Working closely with Dr. Michael Flannery (Head of Art & Religious Education at MIE), we decided on a programme of formal inputs into courses and ways to disseminate my work to students and staff. In the first few months of the residency, I then set about on a mission to ‘activate art’ on campus with a programme of talks, exhibitions and screenings, alongside giving formal inputs into classes.
I decided to turn the lobby and windows of the Nagle-Rice building into an exhibition space where students and staff could spend a few moments looking at my work. During October I exhibited two films here: Everything Disappears which I made in Taiwan, and is in Mandarin with English subtitles; and Our Stranded Friends in Distant Lands which I made in South Korea and is in Korean with English subtitles. Photographic prints in the window space deconstructed the films into still images and accompanying scripts in English.
I then gave a lunchtime artist talk discussing these projects, the research behind them and the process of making them. As well as making the campus aware of my work as the new artist on campus, I also wanted students to encounter the work in a way similar to when they are installed in a gallery, before we began to work together in a lecture.

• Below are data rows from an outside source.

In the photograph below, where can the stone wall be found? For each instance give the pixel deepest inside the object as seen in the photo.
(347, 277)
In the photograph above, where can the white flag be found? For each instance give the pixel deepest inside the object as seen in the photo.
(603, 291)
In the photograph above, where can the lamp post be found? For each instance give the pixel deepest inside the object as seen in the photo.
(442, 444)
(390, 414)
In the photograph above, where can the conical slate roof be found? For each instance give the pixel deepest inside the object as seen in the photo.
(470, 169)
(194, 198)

In October, I brought a group of 12 students on an excursion to my studio at Fire Station Artist Studios on Buckingham St, Dublin 1, and then continued on to see an exhibition that dealt with mediating art to primary school groups at Dublin City Council’s The LAB gallery on Foley St. My aim was for students to become aware of the visual art spaces in the North city centre, and also for them to see ‘behind the scenes’ of an artists studio and sculpture workshop, and then a final installation in a gallery.
For a number of evenings in November and December, I held a series of screenings to introduce video art and experimental filmmaking. As the series spanned from the beginnings of video art (Nam June Paik) to surrealism (Luis Buñuel and Salvador Dalí) to current practices (Hito Steyerl), I gave the context of the works and topics in art history and then led informal discussions following the screenings. I hope the series encouraged students to engage with artist film and experimental film, and to feel confident discussing such works on school trips to galleries and museums in the future.
Next year I’m looking forward to continuing this work on campus and being involved with the Masters in Education Studies (Visual Arts).